Mr. Rhodes’s last professional home was at the Juilliard School, as head of the dance division – a position he held from 2002 until his retirement in 2017. When he started there he immediately identified a problem: not all of the students were getting performance opportunities. By streamlining the curriculum and introducing the New Dances program, he ensured that each student would work with up-and-coming choreographers. The choreographers, such as Ohad Naharin, to whom he became a mentor, also benefited by using the program as a platform for the creation of new works.

During his time at Juilliard, the dance division was awarded the 64th Capezio Award. He also received Dance Teacher magazine’s Lifetime Career Achievement Award in 2009.

Mark Rhodes says that New Dances was a vital part of his father’s legacy. “It was emblematic of so much of what he valued,” he explained. “I attended that show almost every year and loved seeing the program of world premieres and discussing them with my father afterwards.”
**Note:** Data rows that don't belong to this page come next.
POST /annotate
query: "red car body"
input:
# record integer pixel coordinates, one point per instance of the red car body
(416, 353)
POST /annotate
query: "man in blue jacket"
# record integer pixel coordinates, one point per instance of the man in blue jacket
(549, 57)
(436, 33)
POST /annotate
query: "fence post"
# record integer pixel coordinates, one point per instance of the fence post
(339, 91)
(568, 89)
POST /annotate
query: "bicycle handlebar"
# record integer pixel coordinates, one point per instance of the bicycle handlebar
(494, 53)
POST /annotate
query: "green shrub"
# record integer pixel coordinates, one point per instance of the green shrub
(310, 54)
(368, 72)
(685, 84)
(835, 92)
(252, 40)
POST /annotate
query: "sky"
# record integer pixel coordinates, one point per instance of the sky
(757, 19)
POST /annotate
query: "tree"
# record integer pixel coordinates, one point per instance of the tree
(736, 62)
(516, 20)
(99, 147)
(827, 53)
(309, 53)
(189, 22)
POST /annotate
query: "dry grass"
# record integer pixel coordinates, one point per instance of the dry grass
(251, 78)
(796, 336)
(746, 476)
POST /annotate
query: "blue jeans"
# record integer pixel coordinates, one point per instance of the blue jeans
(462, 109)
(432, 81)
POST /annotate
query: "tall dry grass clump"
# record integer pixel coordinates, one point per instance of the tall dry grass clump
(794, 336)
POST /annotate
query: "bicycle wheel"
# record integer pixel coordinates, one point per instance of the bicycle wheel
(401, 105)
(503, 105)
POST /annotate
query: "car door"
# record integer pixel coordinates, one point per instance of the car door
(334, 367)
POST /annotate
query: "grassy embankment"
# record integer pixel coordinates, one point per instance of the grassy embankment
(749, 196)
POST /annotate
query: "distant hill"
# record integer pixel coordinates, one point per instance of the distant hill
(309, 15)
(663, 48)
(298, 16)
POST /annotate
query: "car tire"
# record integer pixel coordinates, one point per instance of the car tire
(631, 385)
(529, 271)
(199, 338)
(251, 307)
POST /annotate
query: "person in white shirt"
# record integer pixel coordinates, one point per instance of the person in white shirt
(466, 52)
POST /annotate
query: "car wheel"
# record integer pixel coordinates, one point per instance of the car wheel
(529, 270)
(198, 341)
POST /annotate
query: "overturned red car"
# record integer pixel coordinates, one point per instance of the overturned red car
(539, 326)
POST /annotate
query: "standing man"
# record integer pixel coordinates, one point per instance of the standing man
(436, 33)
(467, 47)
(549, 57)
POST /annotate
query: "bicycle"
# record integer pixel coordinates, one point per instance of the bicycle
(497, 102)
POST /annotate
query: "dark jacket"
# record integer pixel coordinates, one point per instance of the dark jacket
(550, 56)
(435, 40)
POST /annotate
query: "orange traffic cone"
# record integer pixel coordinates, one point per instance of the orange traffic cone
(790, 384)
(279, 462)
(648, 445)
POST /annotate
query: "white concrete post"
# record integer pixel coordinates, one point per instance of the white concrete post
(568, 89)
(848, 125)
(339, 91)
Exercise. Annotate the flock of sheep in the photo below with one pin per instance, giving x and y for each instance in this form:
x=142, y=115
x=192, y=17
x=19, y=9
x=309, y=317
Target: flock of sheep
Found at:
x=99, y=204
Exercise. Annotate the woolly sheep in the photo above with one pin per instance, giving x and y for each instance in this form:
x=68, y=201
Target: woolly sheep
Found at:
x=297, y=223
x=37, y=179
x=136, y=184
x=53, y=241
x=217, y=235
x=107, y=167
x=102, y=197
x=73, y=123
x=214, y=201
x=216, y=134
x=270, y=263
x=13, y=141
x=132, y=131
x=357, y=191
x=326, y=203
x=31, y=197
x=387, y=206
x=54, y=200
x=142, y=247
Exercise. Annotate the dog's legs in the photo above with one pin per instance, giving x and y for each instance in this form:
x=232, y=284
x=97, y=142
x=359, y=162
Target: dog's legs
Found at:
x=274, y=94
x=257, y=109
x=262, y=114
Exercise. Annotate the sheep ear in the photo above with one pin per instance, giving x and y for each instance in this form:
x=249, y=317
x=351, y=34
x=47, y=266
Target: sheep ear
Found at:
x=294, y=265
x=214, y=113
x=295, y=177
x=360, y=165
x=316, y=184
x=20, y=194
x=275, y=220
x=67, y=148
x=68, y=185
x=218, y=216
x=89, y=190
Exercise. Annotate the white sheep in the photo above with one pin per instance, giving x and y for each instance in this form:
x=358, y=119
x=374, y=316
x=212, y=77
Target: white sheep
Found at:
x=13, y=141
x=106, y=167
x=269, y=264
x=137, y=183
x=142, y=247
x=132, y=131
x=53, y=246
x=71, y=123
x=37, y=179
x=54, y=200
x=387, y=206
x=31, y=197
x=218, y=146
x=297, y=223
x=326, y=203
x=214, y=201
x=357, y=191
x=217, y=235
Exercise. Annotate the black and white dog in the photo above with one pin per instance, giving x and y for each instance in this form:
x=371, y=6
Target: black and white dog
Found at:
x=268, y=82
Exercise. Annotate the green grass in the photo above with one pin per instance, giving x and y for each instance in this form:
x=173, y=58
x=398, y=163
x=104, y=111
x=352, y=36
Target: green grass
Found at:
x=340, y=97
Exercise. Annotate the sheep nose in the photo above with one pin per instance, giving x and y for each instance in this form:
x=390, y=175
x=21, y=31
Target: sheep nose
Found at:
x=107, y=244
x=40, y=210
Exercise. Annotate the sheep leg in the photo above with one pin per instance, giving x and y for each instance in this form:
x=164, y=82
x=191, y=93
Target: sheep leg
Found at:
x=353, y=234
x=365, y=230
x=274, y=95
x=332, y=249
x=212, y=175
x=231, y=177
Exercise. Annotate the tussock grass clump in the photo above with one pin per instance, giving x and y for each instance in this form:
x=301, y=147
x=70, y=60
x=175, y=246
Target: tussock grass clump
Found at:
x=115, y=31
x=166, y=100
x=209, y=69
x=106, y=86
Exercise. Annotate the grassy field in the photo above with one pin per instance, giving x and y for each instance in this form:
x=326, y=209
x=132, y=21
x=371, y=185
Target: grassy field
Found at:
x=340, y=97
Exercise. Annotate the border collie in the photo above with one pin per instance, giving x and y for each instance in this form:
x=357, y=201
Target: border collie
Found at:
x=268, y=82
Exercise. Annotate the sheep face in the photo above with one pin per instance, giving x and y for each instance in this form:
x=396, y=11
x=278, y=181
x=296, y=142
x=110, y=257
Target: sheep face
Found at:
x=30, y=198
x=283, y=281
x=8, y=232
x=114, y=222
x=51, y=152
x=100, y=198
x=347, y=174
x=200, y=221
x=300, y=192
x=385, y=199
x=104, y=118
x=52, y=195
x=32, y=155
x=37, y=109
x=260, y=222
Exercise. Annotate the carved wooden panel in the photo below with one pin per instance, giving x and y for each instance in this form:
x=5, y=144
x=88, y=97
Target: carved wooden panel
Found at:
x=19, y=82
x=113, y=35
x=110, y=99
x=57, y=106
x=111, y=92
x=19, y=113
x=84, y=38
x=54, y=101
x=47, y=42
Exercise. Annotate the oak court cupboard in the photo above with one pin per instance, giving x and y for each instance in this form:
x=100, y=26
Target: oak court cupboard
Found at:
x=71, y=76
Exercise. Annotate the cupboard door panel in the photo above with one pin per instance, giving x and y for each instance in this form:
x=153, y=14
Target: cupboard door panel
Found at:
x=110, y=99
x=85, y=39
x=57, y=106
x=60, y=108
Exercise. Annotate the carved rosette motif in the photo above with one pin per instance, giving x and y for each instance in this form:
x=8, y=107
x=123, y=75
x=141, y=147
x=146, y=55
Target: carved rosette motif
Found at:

“He went to concerts almost every night,” Ms. Dowd says. “I don’t know how he did it. He saw ballet, modern, performance art. He was curious about it all.”

On these nights out, legendary American choreographer William Forsythe was sometimes tasked with babysitting Mr. Rhodes’s son and, Ms. Lansky recounts, it was not uncommon for him to come home to find Mr. Forsythe and his son dancing around the living room to a record.

Mr. Rhodes’s connection to the dance community was also felt by his family. “Whenever we would be walking around New York together, he would almost invariably meet someone from the dance world and would stop to talk to them,” Mark Rhodes recalls. “As a child, this used to annoy me. … As an adult, however, I recognize that this occurred because of the respect for him in the community, as well as his talent for forming connections with people and remembering them.”

Mark Rhodes also remembers his father’s sense of fun and adventure, and his love of taking him on roller coasters.

Mr. Rhodes leaves his son and granddaughter, Tamsin Rhodes, both of Swarthmore, Pa.